Trump, Clinton maintains, has not only instilled fear, but also encouraged the enemy with anti-Muslim rhetoric.

“We know that a lot of the rhetoric that we’ve heard from Donald Trump has been seized on by terrorists, in particular by ISIS. They are seeking to make this a war against Islam — We know that Donald Trump’s comments have been used online for recruitment by terrorists,” Clinton said. “We’re going to go after the bad guys and we’re going to get them, but we’re not going to go after an entire religion.’’

Clinton maintained that Michael Hayden, a former CIA director for President George W. Bush supporting Clinton’s candidacy, has called Trump “a recruiting sergeant” for ISIS. Actually, Hayden has said Trump is making Americans “less safe” with rhetoric that benefits ISIS in portraying the U.S. as anti-Islam. Asked by Al Jazeera if this makes Trump a “recruiting sergeant” for ISIS, Hayden replied, “Yes.”

Clinton “said today that it’s my strong opposition to these people that’s a recruiting tool,” Trump told his Florida audience. “Let me just tell you, she is not the right person to solve a problem that largely her and Obama gave us. It disqualifies her from being a credible presidential candidate.”

“In fact, Hillary Clinton talks tougher about my supporters than she does Islamic terrorism,” Trump said, citing Clinton’s partially rescinded, recent remark about “half” of his campaign supporters. “She calls the patriotic Americans who support our campaign… deplorable and irredeemable… Has she ever talked that way about radical Islamists?
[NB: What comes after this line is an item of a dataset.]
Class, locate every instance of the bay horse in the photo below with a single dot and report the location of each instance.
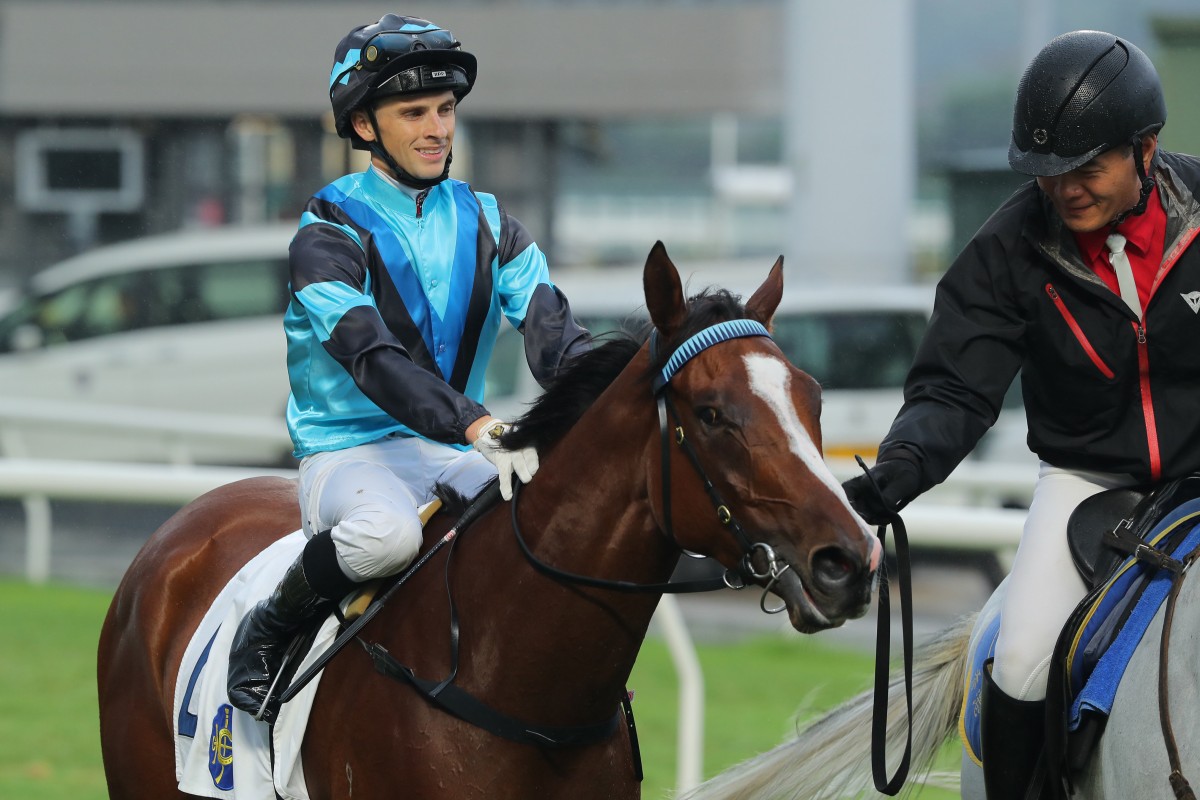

No.”

“My opponent has the most open borders policy of anyone to ever seek the presidency,” Trump said. “As secretary of state, she allowed thousands of criminal aliens to be released into our country.”

Discounting the threat that refugees pose, Clinton said: “Let us remember that there are millions and millions of naturalized citizens in America from all over the world,” including law-abiding Muslim-Americans. “I am absolutely in favor and have long been an advocate for tough vetting,” she said — but “let’s remember what happened on 9/11” — the attackers were not refugees, but here on visas.

Bob Gates, a former secretary of defense for both Obama and Bush, has offered flattering words for neither Clinton nor Trump in their visions for national security. Yet Gates was particularly critical of Trump in a recent Wall Street Journal essay — calling him “unqualified and unfit to be commander-in-chief.”

“He disdains expertise and experience while touting his own—such as his claim that he knows more about ISIS than America’s generals,’’ Gates wrote. “He has declared our senior military leaders ‘reduced to rubble’ and ‘embarrassing our country’ and has suggested that, if elected, he will purge them—an unprecedented and unconscionable threat.”

Trump responded on Twitter by denouncing Gates as “dopey.”

In her own campaign ads, Clinton ridicules Trump’s comment that: “I know more about ISIS than the generals.” And on Monday, she noted Trump’s assertion of a “secret plan” for destroying ISIS — promising to demand a battle plan from his generals within 30 days after entering office.

“We have opened the world to ISIS, and now we have to close those doors,” Trump said Monday. “It is the job of a responsible government to allow only those who will succeed and flourish here… They have to love our country.”

“Certainly terrorism is a big deal and people are particularly concerned about ISIS,” says Mueller, citing a poll for Investor’s Business Daily that found 77 percent of Americans calling ISIS “a serious threat to the existence or survival of the U.S” after the attacks at the Brussels airport that killed 32 civilians.

“I consider that complete nonsense personally,” Mueller says. “The military is actually doing an extremely good job now in the Middle East… ISIS is being smoked out. The number of recruits is off by 90 percent.”

Yet touting any successes in combatting terrorism carries its own risk.

Clinton “hasn’t talked about how good the policy is working,” Mueller says of the fight against ISIS, pointing then to the most recent domestic threats. “It proves that you’re wrong, because one nutcase in New Jersey can set off a pressure-cooker bomb. If anything happens anywhere, it proves you wrong.”